WARNER, Okla. — Charles McGrew insists he's "not a hero."
But the Webbers Falls native and Warner resident was a vital part of the World War II effort as he "fixed airplanes and kept them flying" for the U.S. Navy.
"All I did was work and took advantage of my mechanical ability. I knew about nuts and bolts and all of that good stuff," he said. "I never considered myself important. I was just a worker who worked hard and put those airplanes back in the air."
As McGrew gets ready to celebrate his 96th birthday on Saturday, he looks back on his military life with plenty of memories.
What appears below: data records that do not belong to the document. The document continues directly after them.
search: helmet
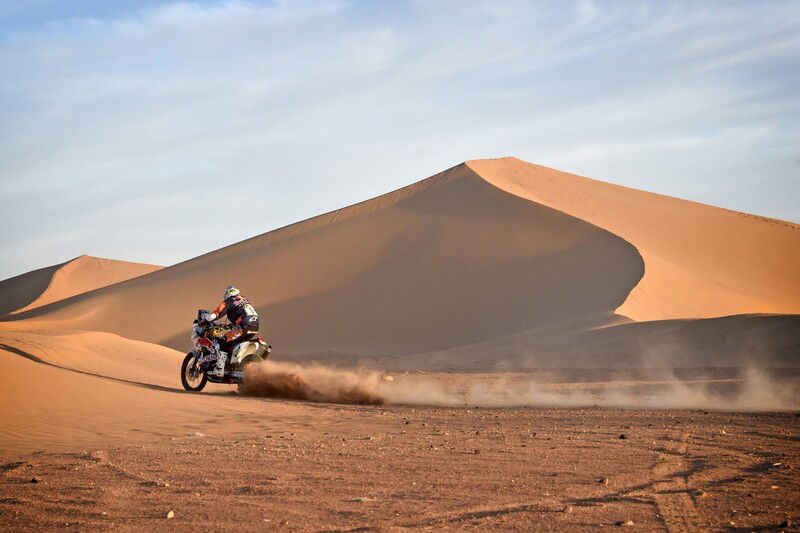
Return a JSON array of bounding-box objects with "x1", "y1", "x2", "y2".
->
[{"x1": 224, "y1": 285, "x2": 239, "y2": 300}]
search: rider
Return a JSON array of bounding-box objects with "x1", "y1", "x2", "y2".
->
[{"x1": 203, "y1": 285, "x2": 258, "y2": 378}]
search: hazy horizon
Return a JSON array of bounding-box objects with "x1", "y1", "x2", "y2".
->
[{"x1": 0, "y1": 0, "x2": 800, "y2": 279}]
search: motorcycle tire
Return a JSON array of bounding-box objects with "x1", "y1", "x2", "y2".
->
[
  {"x1": 181, "y1": 352, "x2": 208, "y2": 392},
  {"x1": 236, "y1": 355, "x2": 264, "y2": 394}
]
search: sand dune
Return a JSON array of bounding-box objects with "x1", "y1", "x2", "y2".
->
[
  {"x1": 3, "y1": 158, "x2": 800, "y2": 368},
  {"x1": 467, "y1": 157, "x2": 800, "y2": 320},
  {"x1": 0, "y1": 255, "x2": 162, "y2": 315}
]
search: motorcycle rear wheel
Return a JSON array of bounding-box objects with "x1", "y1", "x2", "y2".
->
[
  {"x1": 181, "y1": 352, "x2": 208, "y2": 392},
  {"x1": 236, "y1": 355, "x2": 264, "y2": 394}
]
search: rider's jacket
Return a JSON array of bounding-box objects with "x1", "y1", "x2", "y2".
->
[{"x1": 214, "y1": 294, "x2": 258, "y2": 330}]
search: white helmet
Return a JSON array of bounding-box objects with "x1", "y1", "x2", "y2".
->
[{"x1": 224, "y1": 285, "x2": 239, "y2": 300}]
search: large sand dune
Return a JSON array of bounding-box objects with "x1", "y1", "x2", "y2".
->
[
  {"x1": 3, "y1": 158, "x2": 800, "y2": 369},
  {"x1": 0, "y1": 255, "x2": 162, "y2": 315},
  {"x1": 0, "y1": 159, "x2": 800, "y2": 531}
]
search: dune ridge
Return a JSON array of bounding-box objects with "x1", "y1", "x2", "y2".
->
[
  {"x1": 0, "y1": 255, "x2": 163, "y2": 315},
  {"x1": 467, "y1": 158, "x2": 800, "y2": 320},
  {"x1": 6, "y1": 158, "x2": 800, "y2": 368}
]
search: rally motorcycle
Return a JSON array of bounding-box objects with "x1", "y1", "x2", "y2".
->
[{"x1": 181, "y1": 309, "x2": 272, "y2": 392}]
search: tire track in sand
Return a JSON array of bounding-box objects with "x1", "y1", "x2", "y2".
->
[{"x1": 652, "y1": 431, "x2": 708, "y2": 532}]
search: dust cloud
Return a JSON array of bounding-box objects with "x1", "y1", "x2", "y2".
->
[{"x1": 241, "y1": 361, "x2": 800, "y2": 411}]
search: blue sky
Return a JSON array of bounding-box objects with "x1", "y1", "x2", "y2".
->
[{"x1": 0, "y1": 0, "x2": 800, "y2": 279}]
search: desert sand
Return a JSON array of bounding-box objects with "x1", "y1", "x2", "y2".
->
[
  {"x1": 0, "y1": 158, "x2": 800, "y2": 531},
  {"x1": 0, "y1": 255, "x2": 162, "y2": 316}
]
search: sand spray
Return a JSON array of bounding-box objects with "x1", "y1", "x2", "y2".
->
[{"x1": 241, "y1": 361, "x2": 800, "y2": 410}]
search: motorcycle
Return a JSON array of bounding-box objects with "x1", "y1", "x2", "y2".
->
[{"x1": 181, "y1": 309, "x2": 272, "y2": 392}]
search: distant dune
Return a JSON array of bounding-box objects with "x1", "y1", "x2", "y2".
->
[
  {"x1": 0, "y1": 255, "x2": 163, "y2": 315},
  {"x1": 467, "y1": 157, "x2": 800, "y2": 320},
  {"x1": 7, "y1": 158, "x2": 800, "y2": 369}
]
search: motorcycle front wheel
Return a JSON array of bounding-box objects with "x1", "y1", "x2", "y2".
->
[{"x1": 181, "y1": 352, "x2": 208, "y2": 392}]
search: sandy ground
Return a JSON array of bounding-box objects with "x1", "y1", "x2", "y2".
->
[
  {"x1": 0, "y1": 158, "x2": 800, "y2": 531},
  {"x1": 0, "y1": 397, "x2": 800, "y2": 531},
  {"x1": 0, "y1": 337, "x2": 800, "y2": 531}
]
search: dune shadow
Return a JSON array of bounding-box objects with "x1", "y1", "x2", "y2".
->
[{"x1": 0, "y1": 343, "x2": 228, "y2": 396}]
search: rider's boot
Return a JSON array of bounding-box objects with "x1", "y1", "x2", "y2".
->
[{"x1": 208, "y1": 343, "x2": 227, "y2": 378}]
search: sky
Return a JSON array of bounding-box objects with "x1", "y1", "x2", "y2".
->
[{"x1": 0, "y1": 0, "x2": 800, "y2": 279}]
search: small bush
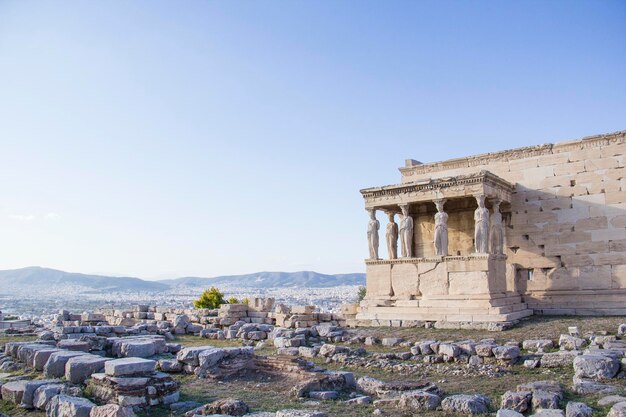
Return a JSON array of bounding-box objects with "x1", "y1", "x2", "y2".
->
[
  {"x1": 357, "y1": 287, "x2": 367, "y2": 303},
  {"x1": 193, "y1": 287, "x2": 226, "y2": 309}
]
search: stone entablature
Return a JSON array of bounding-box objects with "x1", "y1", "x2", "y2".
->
[
  {"x1": 361, "y1": 131, "x2": 626, "y2": 321},
  {"x1": 400, "y1": 131, "x2": 626, "y2": 177},
  {"x1": 361, "y1": 170, "x2": 515, "y2": 212}
]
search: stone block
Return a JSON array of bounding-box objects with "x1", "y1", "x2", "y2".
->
[
  {"x1": 0, "y1": 381, "x2": 28, "y2": 404},
  {"x1": 89, "y1": 404, "x2": 135, "y2": 417},
  {"x1": 104, "y1": 358, "x2": 156, "y2": 376},
  {"x1": 65, "y1": 355, "x2": 110, "y2": 384},
  {"x1": 32, "y1": 384, "x2": 64, "y2": 410},
  {"x1": 43, "y1": 350, "x2": 86, "y2": 378},
  {"x1": 46, "y1": 394, "x2": 96, "y2": 417}
]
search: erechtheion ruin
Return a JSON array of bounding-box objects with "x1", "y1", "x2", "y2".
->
[{"x1": 357, "y1": 131, "x2": 626, "y2": 325}]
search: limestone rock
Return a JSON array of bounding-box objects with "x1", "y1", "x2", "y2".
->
[
  {"x1": 574, "y1": 355, "x2": 620, "y2": 381},
  {"x1": 65, "y1": 355, "x2": 110, "y2": 384},
  {"x1": 21, "y1": 380, "x2": 59, "y2": 409},
  {"x1": 276, "y1": 410, "x2": 327, "y2": 417},
  {"x1": 33, "y1": 384, "x2": 63, "y2": 410},
  {"x1": 441, "y1": 395, "x2": 490, "y2": 414},
  {"x1": 530, "y1": 409, "x2": 565, "y2": 417},
  {"x1": 540, "y1": 351, "x2": 580, "y2": 368},
  {"x1": 381, "y1": 337, "x2": 403, "y2": 347},
  {"x1": 43, "y1": 350, "x2": 86, "y2": 378},
  {"x1": 493, "y1": 346, "x2": 520, "y2": 361},
  {"x1": 46, "y1": 394, "x2": 95, "y2": 417},
  {"x1": 439, "y1": 343, "x2": 461, "y2": 359},
  {"x1": 346, "y1": 395, "x2": 372, "y2": 405},
  {"x1": 500, "y1": 391, "x2": 532, "y2": 413},
  {"x1": 356, "y1": 376, "x2": 385, "y2": 395},
  {"x1": 565, "y1": 401, "x2": 593, "y2": 417},
  {"x1": 559, "y1": 334, "x2": 587, "y2": 350},
  {"x1": 606, "y1": 401, "x2": 626, "y2": 417},
  {"x1": 532, "y1": 390, "x2": 561, "y2": 410},
  {"x1": 496, "y1": 408, "x2": 524, "y2": 417},
  {"x1": 198, "y1": 348, "x2": 225, "y2": 369},
  {"x1": 398, "y1": 390, "x2": 441, "y2": 411},
  {"x1": 57, "y1": 339, "x2": 90, "y2": 353},
  {"x1": 104, "y1": 358, "x2": 156, "y2": 376},
  {"x1": 0, "y1": 381, "x2": 29, "y2": 404},
  {"x1": 522, "y1": 339, "x2": 554, "y2": 352},
  {"x1": 159, "y1": 359, "x2": 183, "y2": 372},
  {"x1": 598, "y1": 395, "x2": 626, "y2": 407},
  {"x1": 89, "y1": 404, "x2": 135, "y2": 417}
]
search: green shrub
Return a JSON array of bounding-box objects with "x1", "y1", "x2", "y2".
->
[
  {"x1": 357, "y1": 287, "x2": 367, "y2": 303},
  {"x1": 193, "y1": 287, "x2": 226, "y2": 308}
]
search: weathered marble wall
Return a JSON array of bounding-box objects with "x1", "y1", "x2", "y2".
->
[{"x1": 400, "y1": 132, "x2": 626, "y2": 314}]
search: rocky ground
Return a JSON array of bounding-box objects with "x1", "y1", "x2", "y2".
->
[{"x1": 0, "y1": 317, "x2": 626, "y2": 417}]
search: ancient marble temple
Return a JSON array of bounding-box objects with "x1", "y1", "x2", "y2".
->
[{"x1": 357, "y1": 132, "x2": 626, "y2": 325}]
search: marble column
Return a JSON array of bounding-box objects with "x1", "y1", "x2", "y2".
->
[
  {"x1": 386, "y1": 211, "x2": 398, "y2": 259},
  {"x1": 367, "y1": 209, "x2": 380, "y2": 259},
  {"x1": 489, "y1": 199, "x2": 504, "y2": 255},
  {"x1": 474, "y1": 194, "x2": 489, "y2": 253},
  {"x1": 400, "y1": 204, "x2": 413, "y2": 258},
  {"x1": 434, "y1": 199, "x2": 448, "y2": 256}
]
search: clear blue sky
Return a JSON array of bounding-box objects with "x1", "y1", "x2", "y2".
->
[{"x1": 0, "y1": 0, "x2": 626, "y2": 278}]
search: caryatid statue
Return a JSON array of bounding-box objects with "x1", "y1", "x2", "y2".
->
[
  {"x1": 367, "y1": 209, "x2": 380, "y2": 259},
  {"x1": 489, "y1": 200, "x2": 504, "y2": 255},
  {"x1": 400, "y1": 204, "x2": 413, "y2": 258},
  {"x1": 474, "y1": 194, "x2": 489, "y2": 253},
  {"x1": 386, "y1": 211, "x2": 398, "y2": 259},
  {"x1": 435, "y1": 199, "x2": 448, "y2": 256}
]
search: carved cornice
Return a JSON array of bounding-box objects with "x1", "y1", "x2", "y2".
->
[
  {"x1": 400, "y1": 130, "x2": 626, "y2": 177},
  {"x1": 365, "y1": 253, "x2": 507, "y2": 265},
  {"x1": 361, "y1": 170, "x2": 515, "y2": 200}
]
He entered the war in 1942, started going to gunnery school at Naval Air Station Cecil Field in Jacksonville, Florida, before being switched to the mechanical work in 1943.
He maintained the hope of getting to be part of the fighting.
"I guess they had a place for me somewhere else, and I didn't fuss with them," McGrew said. "If I shouldn't have been so mechanically inclined, I would've gotten to go where the fighting was going on. I really miss doing that. I had a mentality of getting a hold of those people and shooting them. But I know if it wasn't for me, those planes wouldn't have gotten off the ground.
"I had the ability to fire machine guns in flight and hit a target. I even went to a pastor to volunteer to go into the war zone, but they wouldn't let me go. But I had a good military service."
McGrew considers himself an Okie because he and his family moved from Oklahoma to California during the Dust Bowl. He has a picture of his family when he was 16 years old. McGrew moved back to Oklahoma in 1945.
"I've loved every minute of it," he said.
Still, when McGrew, his family and friends gather at the Warner Senior Citizen Center on Eighth Street at 1-3 p.m. Saturday to celebrate his birthday, he looks back on his life and feels "blessed."
He said his wife of 73 years, Mary Louise, and his four daughters and their families are other blessings in his life. He even keeps a framed wall hanging in his home that he proudly shows to any visitor as it has photos of him while still in the Navy, and his wife, along with their marriage license.
"(Mary Louise) is the light of my life," he said. "She's had that dementia. I remember when I saw this little black-eye girl and I truly lost my heart. I wonder how I got here and through things. I didn't get lucky.
"I'm a firm believer that I've been blessed. I had good people to work with and good bosses. I've had a really good life."